L'economia italiana "è ferma da un anno", procede con il freno a mano tirato e il Pil, che quest'anno chiude a +0,7%, si attesterà a +0,4% nel 2024, allo stesso livello della crescita dell'Eurozona. Il Pil mondiale segnerà invece un progresso del 2,6%.
Per il quarto trimestre dell'anno Prometeia stima una lieve contrazione del Pil (-0,1%), dovuta soprattutto alla frenata dei consumi. L'eredità lasciata al 2024 sarebbe quindi leggermente negativa (-0,1%). Nell'ipotesi che non ci siano ulteriori shock internazionali, nei prossimi trimestri si potrà riavviare una ripresa che porterà l'economia italiana a crescere e l'incremento tendenziale passerà dal -0,1% di fine 2023 a +0,8% di fine 2024. L'economia italiana - secondo Prometeia - può uscire da questa fase non particolarmente appesantita da zavorre e dunque pronta a cogliere le opportunità che il nuovo scenario internazionale fornirà. Ma dovrà far fronte al problema del debito pubblico, che è cresciuto rispetto al 2019 di circa 6 punti. L'indebitamento era all'1,5% del Pil nel 2019 e sarà verosimilmente al 5,3% nel 2023. Qualunque forma prenderà il Patto di Stabilità e Crescita in discussione a Bruxelles, i nostri conti pubblici dovranno affrontare un percorso di riduzione del debito.

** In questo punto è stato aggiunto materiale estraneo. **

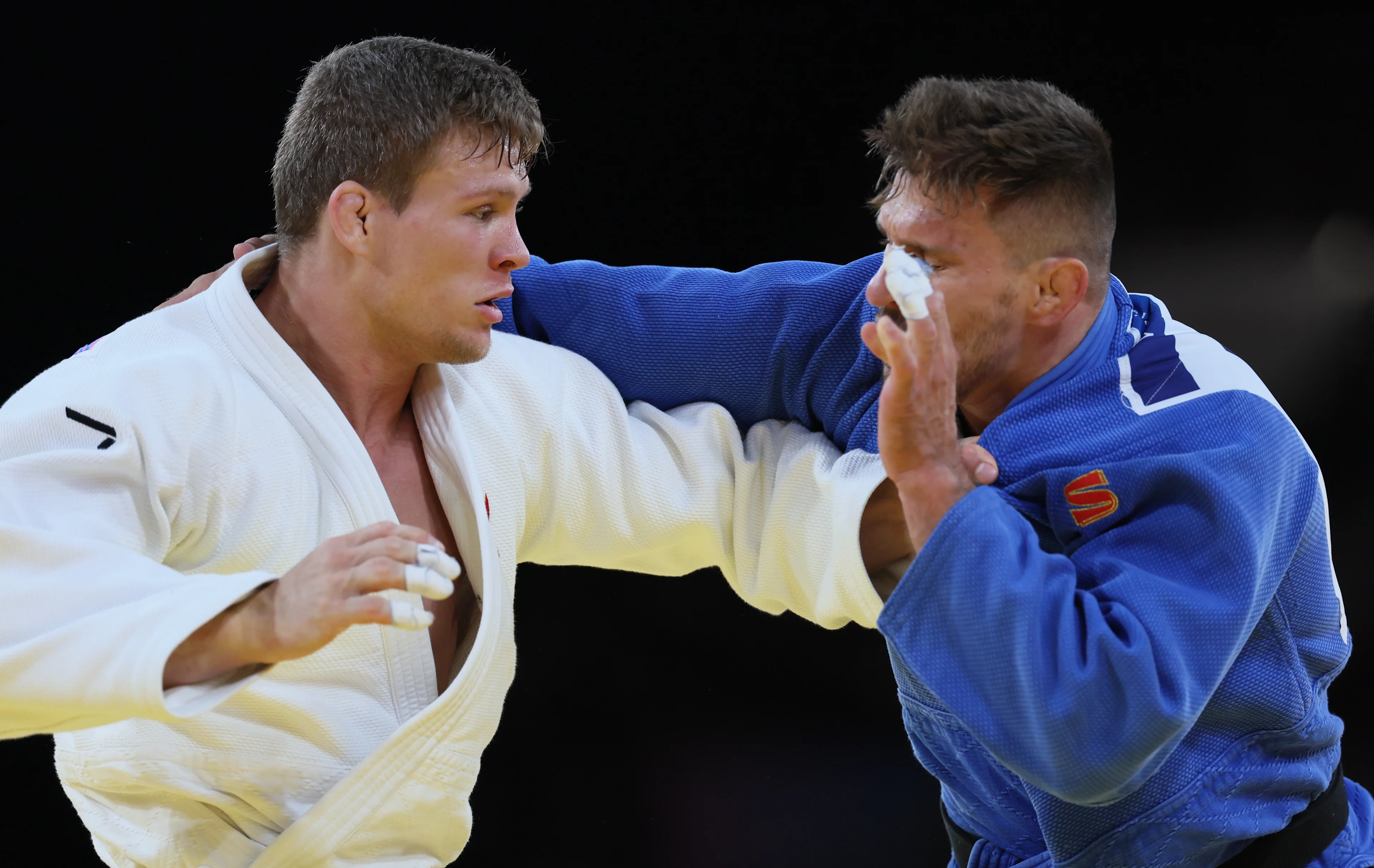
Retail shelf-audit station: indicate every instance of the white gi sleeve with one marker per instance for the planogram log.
(672, 492)
(97, 479)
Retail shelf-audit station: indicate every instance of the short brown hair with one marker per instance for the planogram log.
(373, 113)
(1017, 143)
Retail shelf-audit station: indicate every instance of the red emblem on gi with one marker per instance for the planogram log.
(1090, 499)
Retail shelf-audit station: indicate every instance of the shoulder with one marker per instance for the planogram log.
(161, 373)
(1171, 364)
(525, 385)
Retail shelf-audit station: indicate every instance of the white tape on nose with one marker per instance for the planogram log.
(410, 617)
(909, 281)
(427, 583)
(436, 559)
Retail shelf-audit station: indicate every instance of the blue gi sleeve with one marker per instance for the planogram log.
(777, 341)
(1082, 671)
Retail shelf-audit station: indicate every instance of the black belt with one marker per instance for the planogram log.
(1293, 847)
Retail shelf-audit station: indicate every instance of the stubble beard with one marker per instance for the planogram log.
(459, 349)
(986, 348)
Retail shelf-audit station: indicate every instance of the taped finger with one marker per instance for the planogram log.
(410, 617)
(435, 558)
(427, 583)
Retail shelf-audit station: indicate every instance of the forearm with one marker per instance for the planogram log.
(237, 638)
(777, 341)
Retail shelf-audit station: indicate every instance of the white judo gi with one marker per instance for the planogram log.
(190, 456)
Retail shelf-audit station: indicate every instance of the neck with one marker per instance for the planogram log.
(1042, 348)
(317, 307)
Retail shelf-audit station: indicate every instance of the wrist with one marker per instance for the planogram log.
(227, 642)
(927, 496)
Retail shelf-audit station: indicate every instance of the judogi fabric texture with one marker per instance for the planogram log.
(190, 456)
(1116, 656)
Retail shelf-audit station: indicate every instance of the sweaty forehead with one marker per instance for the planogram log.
(919, 222)
(468, 173)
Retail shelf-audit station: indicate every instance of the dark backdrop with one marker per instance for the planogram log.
(660, 722)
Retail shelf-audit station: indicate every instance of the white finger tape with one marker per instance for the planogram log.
(435, 558)
(410, 617)
(909, 281)
(427, 583)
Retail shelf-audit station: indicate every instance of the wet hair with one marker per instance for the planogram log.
(1037, 158)
(376, 113)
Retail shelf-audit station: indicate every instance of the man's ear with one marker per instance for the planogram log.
(348, 212)
(1064, 283)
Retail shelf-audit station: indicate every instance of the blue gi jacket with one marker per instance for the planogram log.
(1119, 653)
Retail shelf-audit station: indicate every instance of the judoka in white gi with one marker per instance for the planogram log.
(214, 520)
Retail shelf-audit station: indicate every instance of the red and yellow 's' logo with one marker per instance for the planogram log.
(1090, 499)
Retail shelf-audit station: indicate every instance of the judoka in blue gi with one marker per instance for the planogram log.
(1119, 653)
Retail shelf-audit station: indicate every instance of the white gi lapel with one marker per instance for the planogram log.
(336, 446)
(438, 744)
(435, 756)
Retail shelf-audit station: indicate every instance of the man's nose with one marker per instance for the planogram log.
(512, 253)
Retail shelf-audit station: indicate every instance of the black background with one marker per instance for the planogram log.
(661, 722)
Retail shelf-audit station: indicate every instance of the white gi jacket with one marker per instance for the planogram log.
(165, 473)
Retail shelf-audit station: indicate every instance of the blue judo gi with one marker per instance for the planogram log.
(1119, 653)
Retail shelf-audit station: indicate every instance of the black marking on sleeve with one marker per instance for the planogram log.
(93, 423)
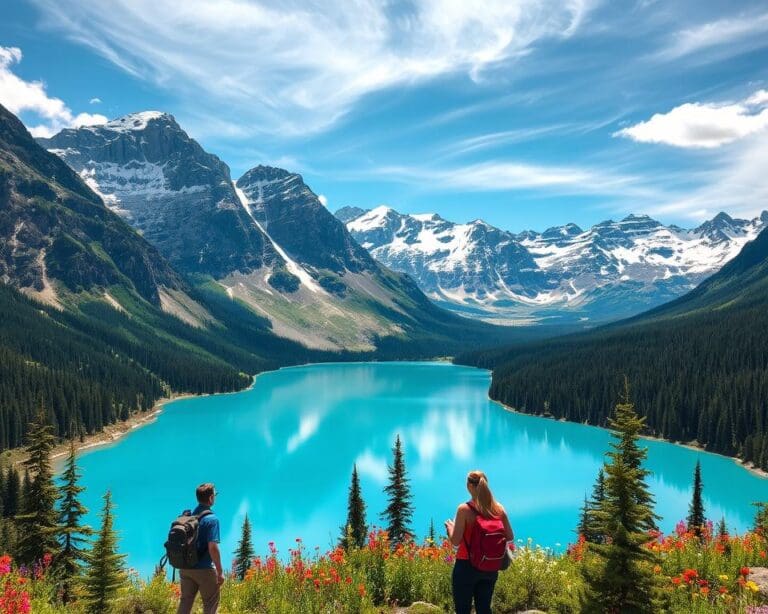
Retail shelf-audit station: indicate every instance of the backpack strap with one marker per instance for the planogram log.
(471, 506)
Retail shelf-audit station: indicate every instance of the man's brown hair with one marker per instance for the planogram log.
(204, 492)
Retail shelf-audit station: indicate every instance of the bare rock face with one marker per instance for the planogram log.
(614, 269)
(177, 195)
(53, 227)
(296, 219)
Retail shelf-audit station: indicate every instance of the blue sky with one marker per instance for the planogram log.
(526, 113)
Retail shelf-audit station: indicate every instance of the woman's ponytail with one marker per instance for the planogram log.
(484, 500)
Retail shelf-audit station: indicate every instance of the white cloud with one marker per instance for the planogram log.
(718, 39)
(18, 95)
(703, 125)
(297, 67)
(737, 183)
(511, 175)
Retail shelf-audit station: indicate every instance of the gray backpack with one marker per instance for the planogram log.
(181, 548)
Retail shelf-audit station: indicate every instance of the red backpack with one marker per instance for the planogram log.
(487, 546)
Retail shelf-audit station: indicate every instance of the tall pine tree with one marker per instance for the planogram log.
(620, 577)
(355, 529)
(105, 573)
(400, 509)
(245, 552)
(591, 525)
(696, 517)
(38, 522)
(72, 533)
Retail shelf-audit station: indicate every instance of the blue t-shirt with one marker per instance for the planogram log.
(207, 532)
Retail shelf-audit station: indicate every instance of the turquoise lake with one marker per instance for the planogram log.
(283, 452)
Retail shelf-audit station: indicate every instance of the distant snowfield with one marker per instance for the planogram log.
(614, 269)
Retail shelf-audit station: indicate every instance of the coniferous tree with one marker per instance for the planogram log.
(245, 552)
(592, 522)
(399, 509)
(11, 493)
(105, 572)
(355, 529)
(38, 523)
(72, 534)
(582, 529)
(621, 577)
(696, 517)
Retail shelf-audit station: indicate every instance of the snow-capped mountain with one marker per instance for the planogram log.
(266, 240)
(612, 270)
(180, 197)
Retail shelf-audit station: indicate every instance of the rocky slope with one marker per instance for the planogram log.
(612, 270)
(181, 199)
(57, 238)
(266, 241)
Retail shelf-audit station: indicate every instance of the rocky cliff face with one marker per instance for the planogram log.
(181, 198)
(57, 236)
(266, 240)
(612, 270)
(294, 217)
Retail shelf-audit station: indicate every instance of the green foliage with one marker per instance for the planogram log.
(38, 524)
(696, 518)
(105, 573)
(621, 578)
(355, 529)
(399, 509)
(244, 553)
(72, 534)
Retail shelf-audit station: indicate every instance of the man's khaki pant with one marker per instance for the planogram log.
(203, 580)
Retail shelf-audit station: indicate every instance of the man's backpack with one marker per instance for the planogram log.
(181, 547)
(487, 546)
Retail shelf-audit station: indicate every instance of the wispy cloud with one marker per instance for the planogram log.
(737, 183)
(722, 38)
(511, 175)
(703, 125)
(300, 66)
(19, 95)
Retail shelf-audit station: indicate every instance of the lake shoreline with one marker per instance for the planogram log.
(113, 433)
(690, 445)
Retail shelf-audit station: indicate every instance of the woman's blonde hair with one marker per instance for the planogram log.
(483, 497)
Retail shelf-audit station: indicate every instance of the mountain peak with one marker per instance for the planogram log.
(134, 122)
(722, 218)
(266, 173)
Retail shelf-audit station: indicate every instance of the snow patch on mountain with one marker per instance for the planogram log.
(293, 267)
(612, 270)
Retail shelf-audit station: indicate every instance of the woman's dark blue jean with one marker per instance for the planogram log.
(470, 583)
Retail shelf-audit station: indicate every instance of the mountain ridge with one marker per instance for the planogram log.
(609, 271)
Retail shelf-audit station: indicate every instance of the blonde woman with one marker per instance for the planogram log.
(481, 531)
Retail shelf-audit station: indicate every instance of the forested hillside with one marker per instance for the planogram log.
(698, 367)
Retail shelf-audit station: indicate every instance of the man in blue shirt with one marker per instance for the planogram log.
(208, 575)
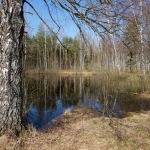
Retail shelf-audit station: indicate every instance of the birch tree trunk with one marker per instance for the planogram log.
(141, 38)
(11, 46)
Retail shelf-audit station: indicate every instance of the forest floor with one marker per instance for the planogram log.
(85, 129)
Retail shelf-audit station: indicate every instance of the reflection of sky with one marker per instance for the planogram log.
(43, 117)
(40, 118)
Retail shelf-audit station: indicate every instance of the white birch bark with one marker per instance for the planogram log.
(11, 46)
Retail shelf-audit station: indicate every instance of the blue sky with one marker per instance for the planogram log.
(67, 26)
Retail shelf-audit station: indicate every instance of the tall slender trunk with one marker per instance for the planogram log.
(11, 52)
(141, 38)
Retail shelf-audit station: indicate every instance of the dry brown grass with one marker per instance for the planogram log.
(86, 130)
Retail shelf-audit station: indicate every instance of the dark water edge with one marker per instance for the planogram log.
(48, 97)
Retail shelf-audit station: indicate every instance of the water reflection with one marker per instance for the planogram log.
(49, 97)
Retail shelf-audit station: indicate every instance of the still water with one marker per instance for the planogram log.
(48, 97)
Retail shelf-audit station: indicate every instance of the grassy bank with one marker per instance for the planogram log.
(86, 130)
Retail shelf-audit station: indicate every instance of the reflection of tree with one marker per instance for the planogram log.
(92, 92)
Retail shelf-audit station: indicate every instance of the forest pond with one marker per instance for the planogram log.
(48, 97)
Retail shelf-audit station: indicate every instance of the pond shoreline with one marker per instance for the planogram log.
(85, 129)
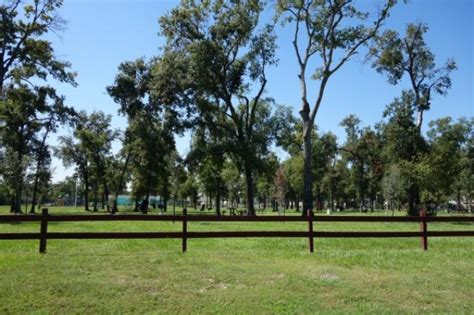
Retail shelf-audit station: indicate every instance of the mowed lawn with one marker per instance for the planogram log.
(244, 276)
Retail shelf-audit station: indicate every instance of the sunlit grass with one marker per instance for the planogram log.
(236, 275)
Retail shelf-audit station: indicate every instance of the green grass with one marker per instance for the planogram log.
(244, 276)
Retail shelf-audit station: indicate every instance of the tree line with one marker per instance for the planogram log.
(210, 79)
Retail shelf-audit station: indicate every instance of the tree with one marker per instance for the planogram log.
(334, 30)
(225, 52)
(443, 164)
(25, 61)
(394, 187)
(403, 144)
(410, 55)
(24, 54)
(89, 149)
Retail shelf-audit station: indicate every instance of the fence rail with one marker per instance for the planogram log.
(184, 235)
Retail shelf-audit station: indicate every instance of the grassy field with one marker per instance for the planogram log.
(244, 276)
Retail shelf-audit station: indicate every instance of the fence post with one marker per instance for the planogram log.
(185, 229)
(424, 229)
(43, 230)
(310, 230)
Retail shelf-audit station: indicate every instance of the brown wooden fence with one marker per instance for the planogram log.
(184, 235)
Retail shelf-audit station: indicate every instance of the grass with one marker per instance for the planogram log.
(239, 276)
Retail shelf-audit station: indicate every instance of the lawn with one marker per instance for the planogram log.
(255, 276)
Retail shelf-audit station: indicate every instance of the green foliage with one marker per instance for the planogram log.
(25, 55)
(410, 55)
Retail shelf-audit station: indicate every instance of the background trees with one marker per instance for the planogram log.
(209, 80)
(334, 31)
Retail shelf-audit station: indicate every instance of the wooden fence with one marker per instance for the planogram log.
(43, 236)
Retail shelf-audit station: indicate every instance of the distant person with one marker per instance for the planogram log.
(144, 206)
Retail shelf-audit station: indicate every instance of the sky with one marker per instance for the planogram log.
(100, 34)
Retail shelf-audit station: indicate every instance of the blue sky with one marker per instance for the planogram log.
(101, 34)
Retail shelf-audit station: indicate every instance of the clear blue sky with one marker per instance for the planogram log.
(101, 34)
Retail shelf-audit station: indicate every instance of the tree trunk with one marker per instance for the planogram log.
(86, 188)
(307, 171)
(218, 197)
(96, 191)
(119, 187)
(413, 200)
(249, 181)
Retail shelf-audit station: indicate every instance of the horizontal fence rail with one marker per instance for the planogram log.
(45, 217)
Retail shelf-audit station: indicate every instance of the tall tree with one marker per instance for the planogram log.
(410, 55)
(334, 30)
(226, 51)
(23, 52)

Con politiche monetarie e fiscali che potranno essere al più neutrali, in un contesto internazionale in cui le tensioni geopolitiche e le difficoltà della Cina proiettano scenari di crescita del commercio molto meno dinamici che in passato, le leve della crescita dovranno essere trovate in Europa e direttamente in Italia. In pratica - spiega Prometeia - dovranno provenire "per la maggior parte nel Pnrr, a disposizione fino al 2026". "Proiettiamo la crescita del Pil effettivo dell'Italia nel biennio 2025-2026 allo 0,8%, dunque superiore alla crescita potenziale, proprio tenendo conto degli effetti espansivi delle misure finanziate col Pnrr", spiega l'analisi dell'istituto di ricerca. Un'ultima previsione riguarda i tassi. "Il calo dell'inflazione corrente - spiega il rapporto - si rifletterà sul calo dell'inflazione attesa e porterà a un aumento dei tassi di interessi reali, che sarà più sostenuto fintanto che le principali banche centrali lasceranno invariati i tassi di interesse nominali. Nel contesto di una forte debolezza economica globale, riteniamo dunque probabile una prima riduzione dei tassi a partire da giugno per la Fed e luglio per la Bce".